Television has a good deal to do with this numbing, faintly surreal politeness; the camera is said to transform even mild pique into something approaching hysteria. Then, too, many candidates are veterans of the cloistered life of Capitol Hill, where, until an office holder is actually incarcerated, he remains an “honorable gentleman.”
But whatever the reason—and whatever he may think of his opponents in private—anyone who runs for anything nowadays wants to appear guilelessly sweet natured. It was not always that way. Take, for instance, William Jennings Bryan’s 1896 campaign, whose course is traced in the article by Louis W. Koenig beginning on page four. The opposition painted Bryan—who, after all, championed the values of rural democracy all his life—as a raving lunatic dead set on smearing the White House with the bloody hands of anarchy.
In fact, our ancestors seem to have liked nothing better than vitriolic, abusive, intensely personal politics. Even the greatest statesmen delighted in it. Thomas Jefferson, according to John Adams, had “a mind, soured, yet seeking for popularity, and eaten to a honeycomb with ambition, yet weak, confused, uninformed, and ignorant.” And look at Alexander Hamilton, Adams went on to suggest, “the profligacy of his life; his fornications, adulteries and his incests.” And Benjamin Franklin, whose “whole life has been one continued insult to good manners and to decency. …”

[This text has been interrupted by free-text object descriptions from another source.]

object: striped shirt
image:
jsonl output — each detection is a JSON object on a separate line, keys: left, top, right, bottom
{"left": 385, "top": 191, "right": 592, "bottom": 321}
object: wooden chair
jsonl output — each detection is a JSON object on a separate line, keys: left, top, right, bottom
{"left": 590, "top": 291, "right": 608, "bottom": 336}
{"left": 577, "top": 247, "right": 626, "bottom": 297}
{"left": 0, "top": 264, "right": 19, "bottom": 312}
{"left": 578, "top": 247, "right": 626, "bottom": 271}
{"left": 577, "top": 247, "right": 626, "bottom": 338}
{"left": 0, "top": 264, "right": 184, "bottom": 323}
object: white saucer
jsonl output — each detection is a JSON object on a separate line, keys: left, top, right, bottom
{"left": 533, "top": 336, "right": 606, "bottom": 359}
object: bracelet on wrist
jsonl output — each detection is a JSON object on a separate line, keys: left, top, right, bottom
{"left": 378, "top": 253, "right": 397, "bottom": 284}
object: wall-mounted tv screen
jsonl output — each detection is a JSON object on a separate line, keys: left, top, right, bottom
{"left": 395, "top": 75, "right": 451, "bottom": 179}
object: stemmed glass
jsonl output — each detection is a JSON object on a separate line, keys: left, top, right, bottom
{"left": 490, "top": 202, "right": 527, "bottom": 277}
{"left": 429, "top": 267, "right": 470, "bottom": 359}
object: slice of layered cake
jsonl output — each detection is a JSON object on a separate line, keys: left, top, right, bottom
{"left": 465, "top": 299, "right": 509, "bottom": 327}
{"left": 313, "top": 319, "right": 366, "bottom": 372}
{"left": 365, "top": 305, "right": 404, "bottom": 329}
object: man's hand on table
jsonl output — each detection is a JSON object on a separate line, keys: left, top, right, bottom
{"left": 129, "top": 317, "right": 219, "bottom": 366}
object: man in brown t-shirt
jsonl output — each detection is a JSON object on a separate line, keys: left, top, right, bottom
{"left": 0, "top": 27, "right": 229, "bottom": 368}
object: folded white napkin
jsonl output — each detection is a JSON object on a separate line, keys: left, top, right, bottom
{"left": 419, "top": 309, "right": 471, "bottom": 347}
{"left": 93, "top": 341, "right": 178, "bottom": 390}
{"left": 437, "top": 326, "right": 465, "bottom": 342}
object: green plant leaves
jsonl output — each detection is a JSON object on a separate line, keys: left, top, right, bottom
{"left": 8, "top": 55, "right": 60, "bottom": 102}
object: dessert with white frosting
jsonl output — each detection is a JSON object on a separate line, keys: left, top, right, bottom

Adams’ son John Quincy apparently inherited some of his father’s bile. On the House floor, he damned “the gigantic intellect, the envious temper, the ravenous ambition and the rotten heart of Daniel Webster. …”
Everyone could take part. In 1840 an all-but-unknown Pennsylvania representative named Charles Ogle spent a full day sharing with the House his thoughts on Martin Van Buren. He accused the President of every sort of profligacy and extravagance, backing up his sallies with interminable citations from bills for gold spoons, hundreds of yards of silk, “ ORNAMENTAL RAYS over the door” ($25), and a hundred other luxuries supposedly ordered by Van Buren to transform the White House into a palace befitting an Oriental despot. “What,” demanded Ogle, “will the honest locofoco say to Mr. Van Buren for spending the People’s cash in FOREIGN FANNY KEMBLE GREEN FINGER CUPS , in which to wash his pretty, tapering, soft, white, lily fingers after dining on … omelet soufflé?” Ogle’s ultimate charge (and one that his listeners could have seen was fraudulent by glancing out the window) had Van Buren ordering built upon the White House grounds “undulations … a number of clever sizd hills, every pair of which … was designed to resemble … AN AMAZON’S BOSOM , with a miniature knoll or hillock on its apex, to denote the n—pie.” Van Buren’s dignified refusal to answer the absurd allegations helped lose him his job.
Though it would be foolish to call for a return to this sort of obfuscatory savagery, it did add a measure of personal forthrightness to the proceedings. And, too, with its passing, a certain gritty poetry went out of our political life. Consider John Randolph of Virginia turning on Edward Livingston of New York with deadly fluency: “He is a man of splendid abilities, but utterly corrupt. Like rotten mackerel by moonlight, he shines and stinks.”